Seth W. Bigelow <seth at ...> writes:

> Dear list: I'm (still) working on a model of snag (dead tree) abundance
> before, after, & 5 yr after forest treatments using negative binomial
> distribution with glmmADMB. The data suggest that variance may differ
> sharply before and after treatment (factor variable 'time', values 1/2/3),
> so I have tried specifying the random term to model variance within time.
> e.g., glmmadmb(snag ~ time + Ecozone + (time|plot)), where Ecozone is a
> factor variable which takes values East or West, and 'plot' is a subject
> variable.

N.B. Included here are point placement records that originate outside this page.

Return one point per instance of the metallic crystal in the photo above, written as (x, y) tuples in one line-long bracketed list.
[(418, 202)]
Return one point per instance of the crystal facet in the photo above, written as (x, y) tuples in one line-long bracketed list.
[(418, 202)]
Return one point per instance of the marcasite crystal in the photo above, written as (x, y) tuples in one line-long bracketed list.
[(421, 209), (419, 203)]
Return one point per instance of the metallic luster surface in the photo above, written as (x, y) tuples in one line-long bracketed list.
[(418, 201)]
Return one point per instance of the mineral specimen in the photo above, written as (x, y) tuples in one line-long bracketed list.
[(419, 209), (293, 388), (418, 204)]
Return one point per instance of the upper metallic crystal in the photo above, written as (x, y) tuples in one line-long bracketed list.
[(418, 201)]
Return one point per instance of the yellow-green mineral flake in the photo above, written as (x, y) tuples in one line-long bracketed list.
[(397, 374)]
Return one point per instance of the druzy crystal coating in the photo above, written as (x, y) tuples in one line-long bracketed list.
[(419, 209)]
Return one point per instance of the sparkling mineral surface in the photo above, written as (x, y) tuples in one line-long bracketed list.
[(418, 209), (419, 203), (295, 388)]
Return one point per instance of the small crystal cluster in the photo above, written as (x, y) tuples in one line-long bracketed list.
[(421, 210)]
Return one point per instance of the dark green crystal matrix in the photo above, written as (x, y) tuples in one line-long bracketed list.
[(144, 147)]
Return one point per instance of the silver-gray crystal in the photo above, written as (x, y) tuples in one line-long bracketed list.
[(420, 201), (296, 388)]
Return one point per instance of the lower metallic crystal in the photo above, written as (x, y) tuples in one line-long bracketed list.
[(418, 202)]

The issue is that log-likelihood does not change whether I use
> (1|plot) or (time|plot). Am I missing something obvious, or is there a bug
> in the way likelihood is being calculated/reported?
> 
> Appreciatively, Seth W. Bigelow
> 
> glmmadmb(formula = snag ~ time + Ecozone + (1 | SettingID), data = l2, 
>     family = "nbinom1", zeroInflation = F)

  [snip]
 
> Number of observations: total=192, SettingID=64 
> Random effect variance(s):
> Group=SettingID

>             Variance StdDev
> (Intercept)     2.37   1.54
> 
> Negative binomial dispersion parameter: 1.812 (std. err.: 0.33774)
> 
> Log-likelihood: -255.758
> 
> glmmadmb(formula = snag ~ time + Ecozone + (time | SettingID), 
>     data = l2, family = "nbinom1", zeroInflation = F)
> 
  [snip]

> Random effect variance(s):
> 
> Group=SettingID
> 
>              Variance    StdDev
> (Intercept) 2.370e+00 1.5396428
> time2       1.765e-07 0.0004201
> time3       8.542e-08 0.0002923

> Negative binomial dispersion parameter: 1.812 (std. err.: 0.33774)
> 
> Log-likelihood: -255.758
> 

  My guess here is that the log-likelihood differs only by a tiny
amount, because the estimated variances for time2 and time3 are
about 7-8 orders of magnitude less than the intercept variance.
The basic issue is that in a data set of this size (not tiny, but
not huge and quite noisy), you just don't have much power to detect
differences in slope among plots.

  You got a bit lucky getting the models to fit at all; on my platform
(Ubuntu 10.04 32-bit) the models with a time:plot interaction (with
time either continuous or a factor) failed because the hessian was
non-positive-definite.

  You could compare logLik() for the two models to see if they differ
by some tiny amount, but it's also possible (because of the way
AD Model Builder returns its results) that the log-likelihoods will
have been rounded sufficiently that they appear identical.